Many current investors are using this strategy on investment properties—or a variant of it—in an attempt to improve their financial position. Many with excess cash are jumping in and putting all of their eggs in one basket with no regard for their total financial situation.
Many are not financially savvy enough to know that their finances are out of balance and they are investing too heavily in real estate at the expense of their other long-term goals and objectives.
If investor calculations about the future real estate market are wrong they should be in a financial position to hold the property for a longer duration than they initially planned.
Many Atlanta neighborhoods are learning to live with foreclosed houses that are owned by absentee landlords because they see it as a good alternative to a neighborhood eyesore that tends to attract unwanted behavior.
If you decide to go this route be sure you understand the true value of the property(s) you are considering, the cost of renovations, the characteristics of the neighborhood, and how long your money is likely to be tied up as this is a highly illiquid strategy and if you will need the money in a relatively short period this type of investing is not for you.
By purchasing a property at this time you as an investor are betting that the market has bottomed out or is at least close to bottoming out. With the current economy that is no sure bet, however if your bet is correct you could see substantial future gains.
The key is you must properly value the house on the front end at the time of purchase. The years when properties in Atlanta rose 10% or more a year are over—which means you may have to hang on to the property for a while.
Also have a solid renovation, tenant selection, and landlord (property management) process in place prior to purchasing your investment property and be sure you know your cash outlay for each.
Also keep in mind that foreclosures account for every 1 in 3 sales in metro Atlanta and if that trend continues it will be a while before the market bottoms out and an upward housing price trend materializes.

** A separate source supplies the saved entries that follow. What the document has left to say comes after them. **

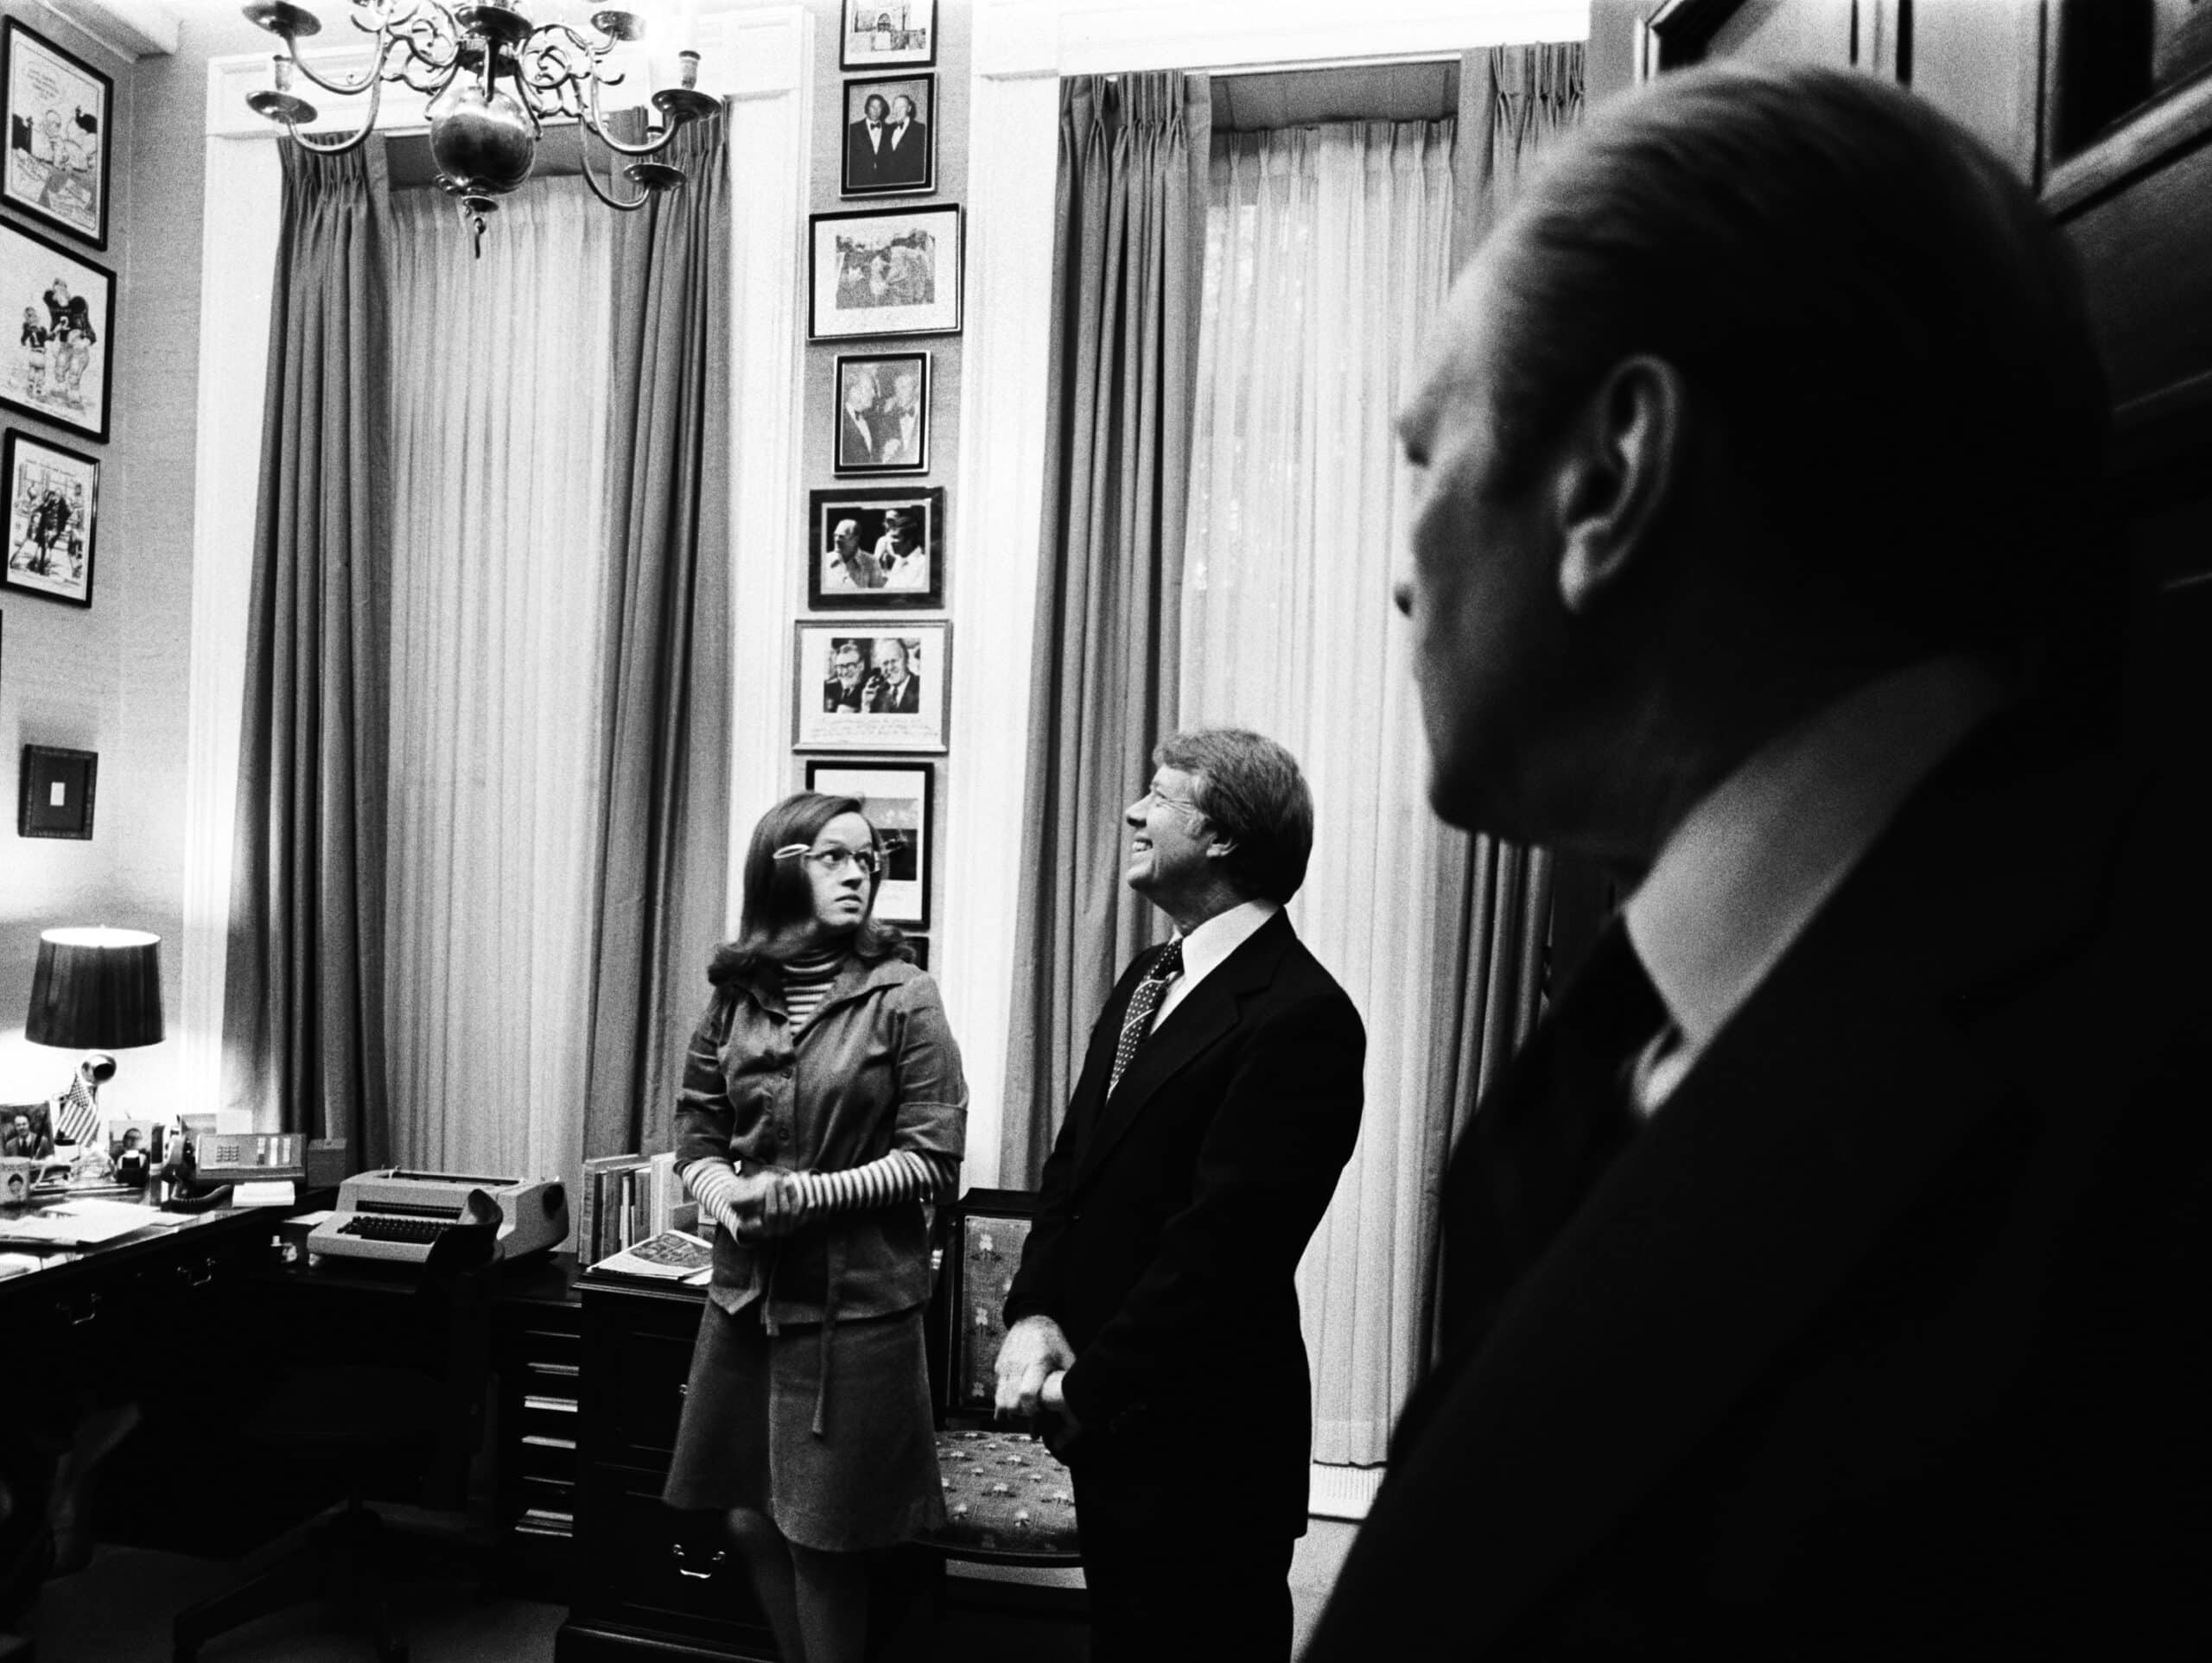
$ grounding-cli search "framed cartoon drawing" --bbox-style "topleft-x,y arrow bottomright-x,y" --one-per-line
808,485 -> 944,610
806,760 -> 933,928
833,351 -> 930,476
810,204 -> 962,340
795,621 -> 950,753
841,0 -> 936,70
842,73 -> 937,197
2,20 -> 111,250
0,219 -> 111,442
2,428 -> 97,606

With so many foreclosures Atlanta is ripe for International Investors and they have been buying Atlanta area homes in large numbers as of the Spring of 2011. Many are attracted to Atlanta due to the large number of foreclosures, past population growth in the area since the 1996 Olympics, and the stable rental market.
Other international and local investors in metro Atlanta are buying foreclosed and distressed properties in highly desirable school districts and areas such as Alpharetta, Milton, Johns Creek, Sandy Springs, East Cobb, and North Gwinnett for cash and then fixing them up and reselling them for a quick 20% or so profit.
Let’s say you buy at $50,000 and do $20,000 in renovations and turn around and sell the property for $100,000 with a 6% commission going to the real estate agents—you would net $24,000—a greater than 20% ($24,000) gain in a matter of months if you were successful.
Whether you decide to invest for rental income and eventual resell years down the line or buy to renovate and turn a quick profit it is imperative that you are in position to invest properly and are not putting yourself or your family at risk.
That means you must have a properly funded emergency fund as well being in a positive financial position and have insurance, investments, taxes, education planning, estate planning/wills, and retirement planning addressed at an acceptable level for you and your family.